Il s'interrogeait sur le sens de son geste quand Bannister entra. Il cligna des yeux comme la plupart des myopes dans l'embarras, repéra Alan, se dirigea vers sa table et s'assit avec raideur sans prononcer un mot. Alan remarqua qu'il transpirait et qu'il était blême.

« Ça ne va pas ? »

Samuel saisit la bouteille de rosé, s'en servit un verre, l'engloutit.

« Hé ! Sammy, je te parle. »

Bannister le regarda d'un air tragique et laissa tomber :

« Moi aussi.

— Toi aussi, quoi ?

— Viré.

— C'est une blague ?

— Murray a eu ma peau.

— Sammy, tu charries ?

— J'en ai l'air ?

— C'est impossible ! Tu l'as vu quand ? Qu'est-ce qu'il t'a dit ?

— Retraite anticipée à partir du 1er janvier. Je suis cuit. A mon âge, je ne me recaserai pas.

— Il n'a pas le droit !

— Il l'a pris.

— Christel est au courant ?

— Pas encore.

— Il t'a donné une raison ?

— Aucune.

— Réagis ! Vois ton avocat, le syndicat !… Bouge, défends-toi ! Ils te filent du fric ?

— Il sera bouffé en quelques semaines. Et après ?

— On te connaît ! Tu as des relations, des références ! Tu peux aller n'importe où, chez Bayer, Squibb, Glaxo, Schering, Plough !

— Trop vieux.

— A quarante-sept ans ?

— Ne te fatigue pas, j'ai mon compte.

— Merde, dit Alan, merde…

— Vous avez choisi ? » demanda le garçon.
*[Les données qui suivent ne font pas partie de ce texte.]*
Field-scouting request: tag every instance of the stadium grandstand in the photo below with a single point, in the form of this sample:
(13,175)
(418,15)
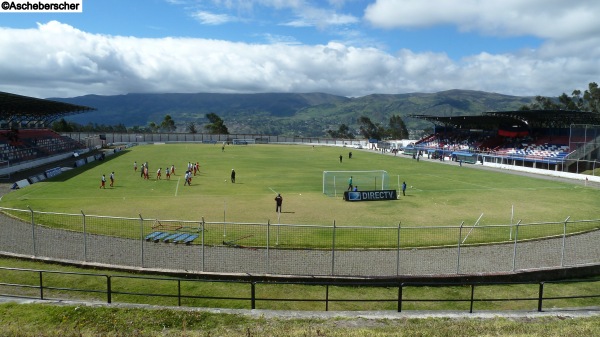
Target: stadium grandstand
(548,139)
(26,139)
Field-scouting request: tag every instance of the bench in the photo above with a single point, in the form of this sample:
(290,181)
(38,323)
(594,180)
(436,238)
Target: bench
(174,237)
(152,235)
(160,236)
(180,238)
(189,239)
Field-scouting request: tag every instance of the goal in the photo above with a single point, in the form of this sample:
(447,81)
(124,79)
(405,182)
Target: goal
(336,182)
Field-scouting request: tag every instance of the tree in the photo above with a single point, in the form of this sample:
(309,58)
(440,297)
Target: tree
(592,97)
(62,126)
(168,124)
(342,132)
(397,129)
(589,101)
(216,125)
(191,127)
(153,127)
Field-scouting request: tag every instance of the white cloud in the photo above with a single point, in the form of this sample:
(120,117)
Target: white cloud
(56,59)
(552,19)
(208,18)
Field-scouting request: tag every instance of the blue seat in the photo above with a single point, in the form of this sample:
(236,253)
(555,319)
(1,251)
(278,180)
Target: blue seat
(189,239)
(171,237)
(152,235)
(180,238)
(160,236)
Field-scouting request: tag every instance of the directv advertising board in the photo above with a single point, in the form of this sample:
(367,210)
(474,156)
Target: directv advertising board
(370,195)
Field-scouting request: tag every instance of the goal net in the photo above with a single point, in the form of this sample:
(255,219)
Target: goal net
(336,182)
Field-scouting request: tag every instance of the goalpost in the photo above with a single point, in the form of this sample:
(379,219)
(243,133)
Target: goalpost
(336,182)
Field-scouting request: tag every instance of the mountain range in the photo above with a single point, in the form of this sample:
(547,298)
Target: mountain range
(298,114)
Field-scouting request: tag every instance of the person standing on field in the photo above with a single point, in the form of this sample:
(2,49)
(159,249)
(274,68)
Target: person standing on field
(278,202)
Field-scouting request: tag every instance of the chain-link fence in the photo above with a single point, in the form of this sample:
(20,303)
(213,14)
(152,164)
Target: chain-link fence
(285,249)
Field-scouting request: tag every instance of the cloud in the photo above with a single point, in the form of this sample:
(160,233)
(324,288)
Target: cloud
(58,60)
(551,19)
(208,18)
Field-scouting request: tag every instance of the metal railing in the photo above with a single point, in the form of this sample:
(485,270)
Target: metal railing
(285,249)
(58,285)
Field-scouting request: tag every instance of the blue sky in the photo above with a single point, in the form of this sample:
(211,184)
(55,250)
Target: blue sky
(344,47)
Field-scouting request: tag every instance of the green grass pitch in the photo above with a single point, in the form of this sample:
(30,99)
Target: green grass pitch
(441,194)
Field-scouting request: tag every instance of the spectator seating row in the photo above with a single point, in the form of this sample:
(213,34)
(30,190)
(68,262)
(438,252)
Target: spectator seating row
(29,144)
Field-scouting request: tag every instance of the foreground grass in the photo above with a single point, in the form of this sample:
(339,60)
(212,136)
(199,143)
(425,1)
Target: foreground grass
(84,321)
(129,288)
(441,195)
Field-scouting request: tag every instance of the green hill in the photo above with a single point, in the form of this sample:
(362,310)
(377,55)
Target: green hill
(308,114)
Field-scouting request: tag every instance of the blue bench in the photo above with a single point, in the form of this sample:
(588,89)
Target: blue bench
(189,239)
(160,236)
(171,237)
(180,238)
(152,235)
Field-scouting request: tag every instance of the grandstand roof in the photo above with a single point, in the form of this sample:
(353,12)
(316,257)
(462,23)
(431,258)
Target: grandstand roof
(18,109)
(528,118)
(471,122)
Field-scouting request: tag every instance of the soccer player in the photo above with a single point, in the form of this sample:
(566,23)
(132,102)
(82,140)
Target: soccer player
(278,202)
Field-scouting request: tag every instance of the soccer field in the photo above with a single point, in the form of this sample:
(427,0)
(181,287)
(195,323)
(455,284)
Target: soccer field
(438,194)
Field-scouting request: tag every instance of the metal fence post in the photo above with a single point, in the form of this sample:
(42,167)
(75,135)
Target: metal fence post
(203,223)
(562,253)
(84,238)
(268,243)
(253,295)
(400,289)
(41,278)
(108,289)
(32,232)
(515,246)
(142,239)
(458,250)
(398,253)
(540,296)
(333,250)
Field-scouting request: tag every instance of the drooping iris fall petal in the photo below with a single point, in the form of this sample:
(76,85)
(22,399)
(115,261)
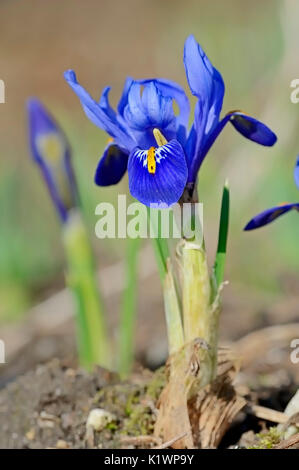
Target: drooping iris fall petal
(269,215)
(158,176)
(112,166)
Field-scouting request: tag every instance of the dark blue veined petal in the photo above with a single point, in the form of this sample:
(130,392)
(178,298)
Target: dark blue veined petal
(252,129)
(51,152)
(248,126)
(296,172)
(158,178)
(100,114)
(149,108)
(269,215)
(174,91)
(124,97)
(112,166)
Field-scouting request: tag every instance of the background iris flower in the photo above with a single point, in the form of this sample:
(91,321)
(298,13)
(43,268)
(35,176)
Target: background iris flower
(51,151)
(160,169)
(269,215)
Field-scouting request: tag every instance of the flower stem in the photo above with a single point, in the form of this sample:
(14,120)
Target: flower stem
(172,312)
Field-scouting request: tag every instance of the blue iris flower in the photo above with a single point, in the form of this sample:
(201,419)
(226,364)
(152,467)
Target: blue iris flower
(269,215)
(160,169)
(51,151)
Alan n'ouvrit même pas la carte.

« Crevettes grillées, rouleaux de printemps, poulet aux amandes, bœuf aux épices. »

Le garçon s'éloigna. Derrière les lunettes de Samuel, Alan crut voir quelque chose qui ressemblait à de la buée. Son cœur se serra.

« Sammy… »

Bannister détourna la tête. Avec embarras, il ôta ses lunettes dont il nettoya vigoureusement les verres du coin de sa serviette. Sans regarder Alan. Puis, il se frotta les yeux de ses deux poings fermés et demeura immobile, le visage enfoui entre les mains.